The brothers Toby (Ben Foster) and Tanner take the stolen cash to casinos in Oklahoma, and get cheques made out to Texas Midlands Bank, effectively robbing them twice. They consciously steal only from tellers' tills, $20 bills and under – the bank's money. A masked Tanner explains to one of the bank patrons, “we ain't stealing from you, we're stealing from the bank.” This choice also makes them untraceable, meaning Tanner is not at risk tipping a kind diner waitress $200. When Texas Ranger Marcus Hamilton (Jeff Bridges) and his partner Alberto (Gil Birmingham) visit this diner, Marcus demands the tip from the waitress as evidence. “It's my tip, and half my mortgage,” she resists, “so you go out there and you get a warrant and come after the money that I will be using to keep a roof over my daughter's head.”

Marcus and Alberto (who is half Mexican and half Native American) are not unlikable moustache twirling villains either.

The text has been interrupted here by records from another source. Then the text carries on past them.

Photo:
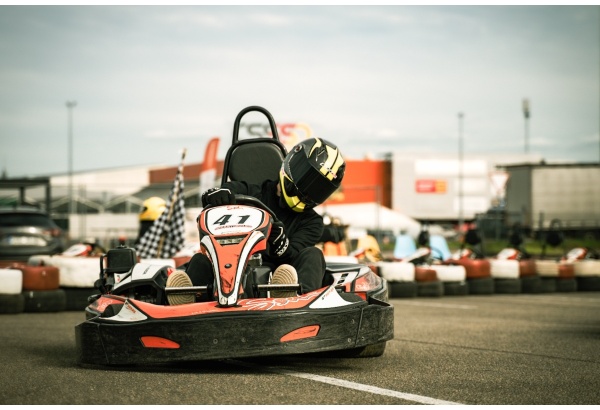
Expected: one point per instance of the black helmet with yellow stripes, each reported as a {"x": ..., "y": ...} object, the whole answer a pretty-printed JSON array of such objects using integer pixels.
[
  {"x": 153, "y": 207},
  {"x": 310, "y": 173}
]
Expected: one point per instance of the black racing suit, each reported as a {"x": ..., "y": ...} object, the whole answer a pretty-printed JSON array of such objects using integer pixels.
[{"x": 303, "y": 229}]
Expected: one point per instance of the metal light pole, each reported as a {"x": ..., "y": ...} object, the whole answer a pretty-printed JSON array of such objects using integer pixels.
[
  {"x": 70, "y": 106},
  {"x": 526, "y": 114},
  {"x": 460, "y": 170}
]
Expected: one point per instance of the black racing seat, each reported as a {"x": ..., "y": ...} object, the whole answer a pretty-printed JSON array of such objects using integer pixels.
[{"x": 253, "y": 160}]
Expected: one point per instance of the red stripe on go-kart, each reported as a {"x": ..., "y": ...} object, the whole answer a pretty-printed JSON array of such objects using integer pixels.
[
  {"x": 155, "y": 342},
  {"x": 203, "y": 308},
  {"x": 301, "y": 333}
]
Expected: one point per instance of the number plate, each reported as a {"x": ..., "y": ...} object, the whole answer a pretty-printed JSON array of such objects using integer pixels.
[{"x": 25, "y": 241}]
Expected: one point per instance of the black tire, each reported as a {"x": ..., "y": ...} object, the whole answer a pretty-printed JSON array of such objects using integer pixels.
[
  {"x": 430, "y": 289},
  {"x": 45, "y": 300},
  {"x": 12, "y": 303},
  {"x": 531, "y": 284},
  {"x": 588, "y": 283},
  {"x": 402, "y": 290},
  {"x": 481, "y": 286},
  {"x": 374, "y": 350},
  {"x": 548, "y": 285},
  {"x": 566, "y": 285},
  {"x": 77, "y": 298},
  {"x": 455, "y": 288},
  {"x": 507, "y": 286}
]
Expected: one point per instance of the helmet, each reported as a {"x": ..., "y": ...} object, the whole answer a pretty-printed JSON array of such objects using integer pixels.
[
  {"x": 153, "y": 209},
  {"x": 310, "y": 173}
]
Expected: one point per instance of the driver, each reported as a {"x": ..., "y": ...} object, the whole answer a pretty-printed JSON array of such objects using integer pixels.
[{"x": 309, "y": 174}]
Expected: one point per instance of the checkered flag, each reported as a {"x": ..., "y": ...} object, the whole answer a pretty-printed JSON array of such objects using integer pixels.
[{"x": 166, "y": 236}]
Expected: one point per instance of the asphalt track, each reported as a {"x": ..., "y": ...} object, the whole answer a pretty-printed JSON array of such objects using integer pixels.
[{"x": 530, "y": 349}]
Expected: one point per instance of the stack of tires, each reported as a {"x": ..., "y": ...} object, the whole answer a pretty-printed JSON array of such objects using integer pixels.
[
  {"x": 531, "y": 282},
  {"x": 587, "y": 274},
  {"x": 556, "y": 276},
  {"x": 77, "y": 275},
  {"x": 12, "y": 299},
  {"x": 428, "y": 282},
  {"x": 506, "y": 275},
  {"x": 41, "y": 290},
  {"x": 453, "y": 278},
  {"x": 478, "y": 274}
]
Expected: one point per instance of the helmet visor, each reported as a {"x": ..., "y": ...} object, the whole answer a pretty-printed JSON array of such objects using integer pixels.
[{"x": 310, "y": 185}]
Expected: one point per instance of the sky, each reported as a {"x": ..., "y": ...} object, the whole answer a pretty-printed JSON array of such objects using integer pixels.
[{"x": 149, "y": 81}]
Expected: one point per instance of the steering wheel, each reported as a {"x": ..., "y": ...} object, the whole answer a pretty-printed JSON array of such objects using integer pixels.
[{"x": 252, "y": 201}]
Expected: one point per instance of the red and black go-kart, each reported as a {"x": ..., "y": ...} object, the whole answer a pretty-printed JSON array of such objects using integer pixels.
[{"x": 131, "y": 322}]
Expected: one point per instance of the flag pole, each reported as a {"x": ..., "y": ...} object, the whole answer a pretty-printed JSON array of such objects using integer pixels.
[{"x": 172, "y": 204}]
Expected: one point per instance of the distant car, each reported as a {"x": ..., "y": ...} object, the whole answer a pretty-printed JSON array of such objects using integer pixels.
[{"x": 26, "y": 231}]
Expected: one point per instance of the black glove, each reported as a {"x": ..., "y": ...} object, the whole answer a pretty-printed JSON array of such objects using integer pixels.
[
  {"x": 218, "y": 196},
  {"x": 278, "y": 240}
]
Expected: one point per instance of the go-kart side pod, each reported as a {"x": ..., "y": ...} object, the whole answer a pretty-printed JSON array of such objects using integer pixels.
[{"x": 320, "y": 321}]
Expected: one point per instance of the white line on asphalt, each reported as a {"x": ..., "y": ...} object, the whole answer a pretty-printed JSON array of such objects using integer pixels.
[{"x": 355, "y": 386}]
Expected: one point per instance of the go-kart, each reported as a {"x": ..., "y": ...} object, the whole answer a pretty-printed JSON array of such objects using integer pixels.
[{"x": 131, "y": 321}]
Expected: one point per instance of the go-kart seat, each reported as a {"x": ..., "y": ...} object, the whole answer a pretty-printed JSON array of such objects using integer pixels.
[{"x": 253, "y": 160}]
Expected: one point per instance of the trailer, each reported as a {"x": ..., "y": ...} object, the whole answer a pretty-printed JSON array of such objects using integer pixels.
[{"x": 541, "y": 197}]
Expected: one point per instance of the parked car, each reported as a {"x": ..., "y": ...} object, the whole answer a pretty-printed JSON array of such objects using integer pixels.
[{"x": 26, "y": 231}]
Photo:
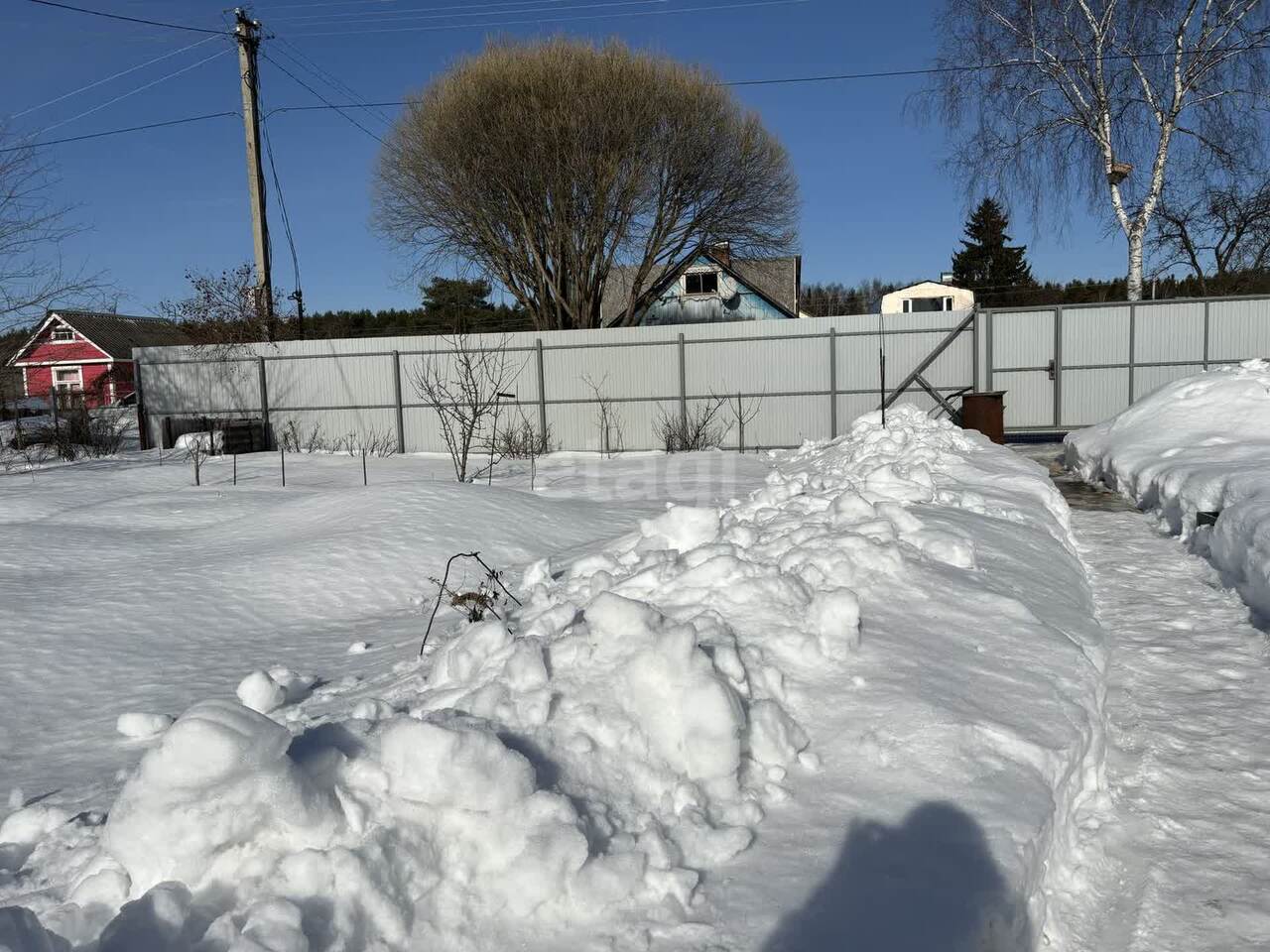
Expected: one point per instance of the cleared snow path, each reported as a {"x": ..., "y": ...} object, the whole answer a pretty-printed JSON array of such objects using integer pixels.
[{"x": 1188, "y": 748}]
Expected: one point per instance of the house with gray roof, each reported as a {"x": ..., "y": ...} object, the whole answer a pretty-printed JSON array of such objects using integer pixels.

From the beginning it is clear that Bridges is no fan of eviction profiteers. While interviewing a terrified young bank teller, he looks over to a hefty old man in a clean suit. “Well that looks like a man who could foreclose on a house...Excuse me Mr. Banker?” Marcus later approaches three men in the diner, asking how long they've been there. “Long enough to watch a bank getting robbed that's been robbing me for 30 years,” one of them says. Marcus barely reacts.

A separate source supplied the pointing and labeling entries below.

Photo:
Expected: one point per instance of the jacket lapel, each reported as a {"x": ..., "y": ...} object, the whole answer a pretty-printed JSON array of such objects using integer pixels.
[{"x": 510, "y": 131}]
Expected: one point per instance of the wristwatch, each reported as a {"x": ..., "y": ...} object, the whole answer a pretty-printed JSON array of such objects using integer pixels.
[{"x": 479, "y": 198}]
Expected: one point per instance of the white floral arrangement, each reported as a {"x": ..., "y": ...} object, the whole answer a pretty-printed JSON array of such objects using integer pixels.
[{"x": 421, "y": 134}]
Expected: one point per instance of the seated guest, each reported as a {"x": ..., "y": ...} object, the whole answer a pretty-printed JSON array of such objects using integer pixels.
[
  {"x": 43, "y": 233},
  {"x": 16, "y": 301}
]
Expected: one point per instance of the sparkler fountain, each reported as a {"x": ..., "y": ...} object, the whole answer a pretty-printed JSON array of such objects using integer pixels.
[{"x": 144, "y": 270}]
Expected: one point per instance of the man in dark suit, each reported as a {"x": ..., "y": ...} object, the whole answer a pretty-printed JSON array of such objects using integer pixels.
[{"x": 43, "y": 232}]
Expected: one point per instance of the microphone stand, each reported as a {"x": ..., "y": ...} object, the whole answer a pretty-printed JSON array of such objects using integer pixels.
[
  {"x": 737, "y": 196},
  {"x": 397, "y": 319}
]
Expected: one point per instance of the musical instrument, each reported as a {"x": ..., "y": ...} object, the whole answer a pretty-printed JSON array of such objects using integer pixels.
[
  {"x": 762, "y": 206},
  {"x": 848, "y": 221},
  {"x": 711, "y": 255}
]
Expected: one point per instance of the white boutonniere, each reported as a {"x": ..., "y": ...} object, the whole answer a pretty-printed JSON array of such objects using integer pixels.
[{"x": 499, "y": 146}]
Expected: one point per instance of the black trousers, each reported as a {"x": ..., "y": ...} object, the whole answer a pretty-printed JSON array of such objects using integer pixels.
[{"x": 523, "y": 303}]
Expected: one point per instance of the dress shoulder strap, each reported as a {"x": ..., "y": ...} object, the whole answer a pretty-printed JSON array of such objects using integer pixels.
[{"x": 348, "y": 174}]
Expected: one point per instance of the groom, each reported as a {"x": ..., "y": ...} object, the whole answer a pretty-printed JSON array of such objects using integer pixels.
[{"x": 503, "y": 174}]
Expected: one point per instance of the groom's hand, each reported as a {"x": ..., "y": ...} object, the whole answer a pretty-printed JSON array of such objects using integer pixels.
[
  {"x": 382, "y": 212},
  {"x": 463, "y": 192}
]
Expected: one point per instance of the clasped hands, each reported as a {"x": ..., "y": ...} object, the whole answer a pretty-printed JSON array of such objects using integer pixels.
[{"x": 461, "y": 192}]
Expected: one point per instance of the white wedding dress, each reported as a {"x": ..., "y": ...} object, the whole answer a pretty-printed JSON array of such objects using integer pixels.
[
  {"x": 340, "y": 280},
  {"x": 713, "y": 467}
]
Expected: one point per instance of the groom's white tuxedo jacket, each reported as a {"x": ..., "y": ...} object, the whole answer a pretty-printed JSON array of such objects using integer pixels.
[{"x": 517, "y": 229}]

This disdain becomes a two way street. “I don't think the bank cares about anything but keeping [Tanner's] trust right where it is. Hell, they were less cooperative than Toby's attorney,” Marcus's office colleague says. Toby's attorney is gleeful that the brothers are stealing the banks money and paying their debts with it, as Texas Midlands' land swiping arrogance he says, “makes my teeth hurt.”

The permanent emergency of poverty grips all those that come across the rangers' and the brothers' travels. A “rattlesnake for a waitress” in an empty restaurant who serves Marcus and Alberto mentions that she has been there for 44 years. In another scene the rangers come across cattle ranchers rushing their herd across the road due to a raging wildfire. “21st century and I'm racing a fire to the river with a herd of cattle,” says one of the embattled herdsmen. “And I wonder why my kids won't do this shit for a living.” Marcus can't bring in any state support. “There's no one to call around here anyway.”

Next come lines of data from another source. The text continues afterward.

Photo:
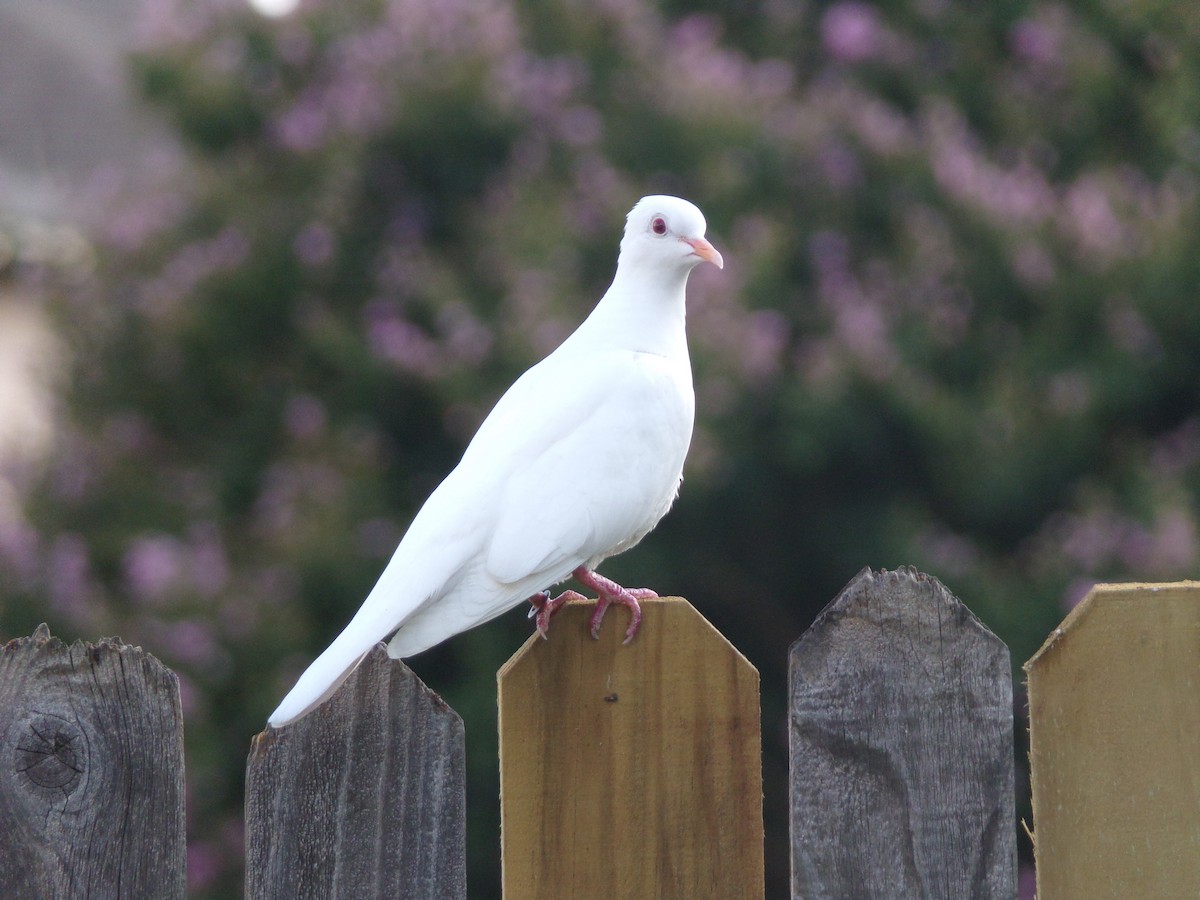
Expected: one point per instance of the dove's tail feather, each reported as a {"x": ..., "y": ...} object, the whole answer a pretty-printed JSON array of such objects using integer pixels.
[{"x": 327, "y": 673}]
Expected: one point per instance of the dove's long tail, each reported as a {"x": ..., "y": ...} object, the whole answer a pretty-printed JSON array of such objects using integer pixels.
[{"x": 329, "y": 670}]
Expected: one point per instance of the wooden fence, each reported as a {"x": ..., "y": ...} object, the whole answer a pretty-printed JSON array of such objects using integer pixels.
[{"x": 634, "y": 772}]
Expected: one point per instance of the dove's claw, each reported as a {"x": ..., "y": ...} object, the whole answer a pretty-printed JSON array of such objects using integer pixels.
[
  {"x": 609, "y": 593},
  {"x": 543, "y": 607}
]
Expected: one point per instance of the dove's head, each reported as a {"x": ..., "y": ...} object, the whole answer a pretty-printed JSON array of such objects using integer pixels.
[{"x": 667, "y": 233}]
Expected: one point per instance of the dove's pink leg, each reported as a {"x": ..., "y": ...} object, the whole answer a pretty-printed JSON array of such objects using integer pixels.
[
  {"x": 544, "y": 606},
  {"x": 610, "y": 592}
]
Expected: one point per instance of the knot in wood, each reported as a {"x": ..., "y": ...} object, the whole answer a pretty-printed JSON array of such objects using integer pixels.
[{"x": 52, "y": 754}]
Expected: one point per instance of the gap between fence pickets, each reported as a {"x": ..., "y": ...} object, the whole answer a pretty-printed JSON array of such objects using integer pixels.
[
  {"x": 1115, "y": 744},
  {"x": 630, "y": 771},
  {"x": 1139, "y": 678},
  {"x": 901, "y": 747}
]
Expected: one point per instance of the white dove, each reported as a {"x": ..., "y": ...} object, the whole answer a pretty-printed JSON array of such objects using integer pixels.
[{"x": 577, "y": 461}]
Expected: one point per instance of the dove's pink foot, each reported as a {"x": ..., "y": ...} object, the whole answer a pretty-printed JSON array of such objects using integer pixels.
[{"x": 610, "y": 592}]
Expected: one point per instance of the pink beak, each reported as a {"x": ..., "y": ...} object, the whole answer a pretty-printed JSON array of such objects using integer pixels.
[{"x": 706, "y": 251}]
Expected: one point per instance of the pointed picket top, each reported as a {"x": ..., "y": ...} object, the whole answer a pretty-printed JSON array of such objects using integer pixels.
[
  {"x": 91, "y": 795},
  {"x": 901, "y": 744},
  {"x": 630, "y": 771},
  {"x": 363, "y": 797},
  {"x": 1115, "y": 744}
]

The script is not only an indictment of the foreclosure crisis in the United States and the defeated dream of upward mobility for working class Americans. Racial commentary exists throughout the film. In a tense scene between Toby and a Comanche man in a casino, Toby displays some latent solidarity. “Do you know what Comanche means? It means enemies forever...[with] everyone,” says the man. “Know what that makes me?...a Comanche,” Toby says, to the man's approval. The implication is that their misfortune is delivered by the hands of the same people. Toby knows the face of the oppressors despite his hot-headed nature. “The oil man is the enemy, make no mistake,” he says to his brother.

Meanwhile, Marcus and Alberto's casual racism has them constantly engaging in lopsided bickering about their differences. “This is what they call white man's intuition,” Marcus says when en route to where the robbers are supposed to be. “Sometimes a blind pig finds a truffle,” Alberto retorts. While Marcus' insults are indeed offensive, it becomes clear that he is lonely and in physical pain as he approaches retirement. Alberto makes up his only friendship.

Fittingly, it is Alberto who succinctly delivers the film's message outside the vacant restaurant with the hostile waitress. Marcus and Alberto sit across from a Texas Midlands branch on the downtown strip of a forgotten town. “150 years ago this was all my ancestors' land. Everything you could see. Everything you saw yesterday, 'till the grandparents of these folks took it. And now it's been taken from them. Except it ain't to army doing it. It's those sons of bitches right there,” he points at the bank.